|
From: Josef W. <Jos...@gm...> - 2012-11-20 18:23:10
|
Am 20.11.2012 17:04, schrieb Petar Jovanovic:
> begin:
> ll $v1, 0($s0) -------------------
> bne $v1, $t9, kraj
> move $a0, $zero
> move $a0, $v0
> sc $a0, 0($s0) ------------------
> beqzl $a0, begin
> move $at, $at
>
> will fail. More precisely it will fail with Callgrind. More more precisely, it
> will fail with Callgrind and option "--cacheuse=yes". Some instrumentation that
> happens to the code between LL and SC will cause the subsequent SC to fail.
Hmm. In your example, there is no memory access in the RMW region.
However, Cachegrind/Callgrind do not call cache simulation functions
synchroniously, but collect them and call them in bunches.

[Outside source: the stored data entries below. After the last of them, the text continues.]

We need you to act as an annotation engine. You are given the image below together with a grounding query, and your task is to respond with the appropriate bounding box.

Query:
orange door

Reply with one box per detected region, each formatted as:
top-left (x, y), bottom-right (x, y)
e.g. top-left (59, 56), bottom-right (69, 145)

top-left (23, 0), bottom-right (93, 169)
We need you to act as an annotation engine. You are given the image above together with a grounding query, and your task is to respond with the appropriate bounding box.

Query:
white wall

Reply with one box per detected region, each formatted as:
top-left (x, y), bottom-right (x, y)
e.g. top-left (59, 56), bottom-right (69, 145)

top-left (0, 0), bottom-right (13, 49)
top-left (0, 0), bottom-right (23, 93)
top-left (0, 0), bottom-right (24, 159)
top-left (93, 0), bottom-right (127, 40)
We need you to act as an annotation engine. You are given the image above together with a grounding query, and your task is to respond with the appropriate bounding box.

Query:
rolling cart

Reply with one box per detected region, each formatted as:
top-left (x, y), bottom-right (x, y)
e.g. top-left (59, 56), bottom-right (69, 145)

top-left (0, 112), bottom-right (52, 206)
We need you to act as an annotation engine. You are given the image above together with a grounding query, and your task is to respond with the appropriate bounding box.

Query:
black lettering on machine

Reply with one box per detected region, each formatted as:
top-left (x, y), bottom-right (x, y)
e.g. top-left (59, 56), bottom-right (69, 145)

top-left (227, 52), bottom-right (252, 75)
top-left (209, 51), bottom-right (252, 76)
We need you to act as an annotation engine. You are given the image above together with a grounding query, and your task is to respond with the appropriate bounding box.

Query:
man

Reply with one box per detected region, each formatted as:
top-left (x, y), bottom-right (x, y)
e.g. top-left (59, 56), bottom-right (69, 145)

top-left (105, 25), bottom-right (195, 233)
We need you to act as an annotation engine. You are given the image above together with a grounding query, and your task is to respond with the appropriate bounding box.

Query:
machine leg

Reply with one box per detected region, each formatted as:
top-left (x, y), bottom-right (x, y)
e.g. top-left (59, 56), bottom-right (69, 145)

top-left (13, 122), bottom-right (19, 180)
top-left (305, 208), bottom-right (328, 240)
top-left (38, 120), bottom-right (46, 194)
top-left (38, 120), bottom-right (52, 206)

The only
way I see "--cacheuse=yes" making a difference is that the simulator
calls for previous memory accesses are moved within the RMW region.
Which makes sense as there is a branch there.
It may help if outstanding simulator calls get flushed before entering
the RWM region.
diff --git a/callgrind/main.c b/callgrind/main.c
index 41fcd9e..a68f069 100644
--- a/callgrind/main.c
+++ b/callgrind/main.c
@@ -1073,6 +1073,8 @@ IRSB* CLG_(instrument)( VgCallbackClosure*
dataTy = typeOfIRTemp(sbIn->tyenv, st->Ist.LLSC.result);
addEvent_Dr( &clgs, curr_inode,
sizeofIRType(dataTy), st->Ist.LLSC.addr );
+ /* flush events before LL, should help SC to succeed */
+ flushEvents( &clgs );
} else {
/* SC */
> Two ideas have been talked about to resolve the issue:
>
>
> A) leave RMW region in one translation block (i.e. if a branch is placed between
> LL and SC, do not stop there
I do no think this is supported by VEX without larger changes.
) as long as it fits under max-size block;
>
> B) try to emulate LL/SC differently.
As Valgrind is serializing threads, it should be enough to check if
there was a schedule point within the RMW region, and make SC fail only
in this case.
Josef
|